Looking north the Central Fells were struggling with invading cloud, inky bodies bloodied at the base in dying sun. I hurried on, storming Swirl How, concerned that this impulsive menace would quench my sunset over the sea, but the mountains were more magnificent for it. Hints of flaming orange and red were set beneath the glower of the squall. The ridge fluoresced, hinting at copper, the metal that lured the miners here, as clefts in cloud shifted around an ebbing sun. A tear opened over the Old Man’s head to honour a sliver of moon.

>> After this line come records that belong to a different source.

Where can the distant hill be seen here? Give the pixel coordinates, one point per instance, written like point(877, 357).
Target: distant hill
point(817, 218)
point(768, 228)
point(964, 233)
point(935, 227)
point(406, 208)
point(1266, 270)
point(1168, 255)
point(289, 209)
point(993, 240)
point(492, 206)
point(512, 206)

Night came quickly under building cloud as I dropped over the shoulder into muted shelter. Synthetic lights flickered through the shadowed valley as I followed an unexplored, unmarked path down the southern ridge down to Walna Scar Road, my descent overlooked by dark crags lost in gloom.

Another route you might enjoy is our guide to walking Black Combe.


  • Walk ENE down Walna Scar Road for 1km to sharp double bend. Take path contouring N below crags to bridge Church Beck.
  • Follow track NW for 250m, fork right towards cottages, then footpath climbing N to col
  • Fork left at the col, continuing climbing N to Wetherlam.
  • Path descending WSW, then climbing Prison Band to reach Swirl How.
  • Take the ridge path S, dropping to Little How Crags, then climbing to The Old Man of Coniston.
  • Path (unmarked on OS maps) descends the south ridge, then at about 600m drop down to the right to meet the Goat’s Water path.
  • Descend SE to reach the Walna Scar Road bridleway, then ENE to car park.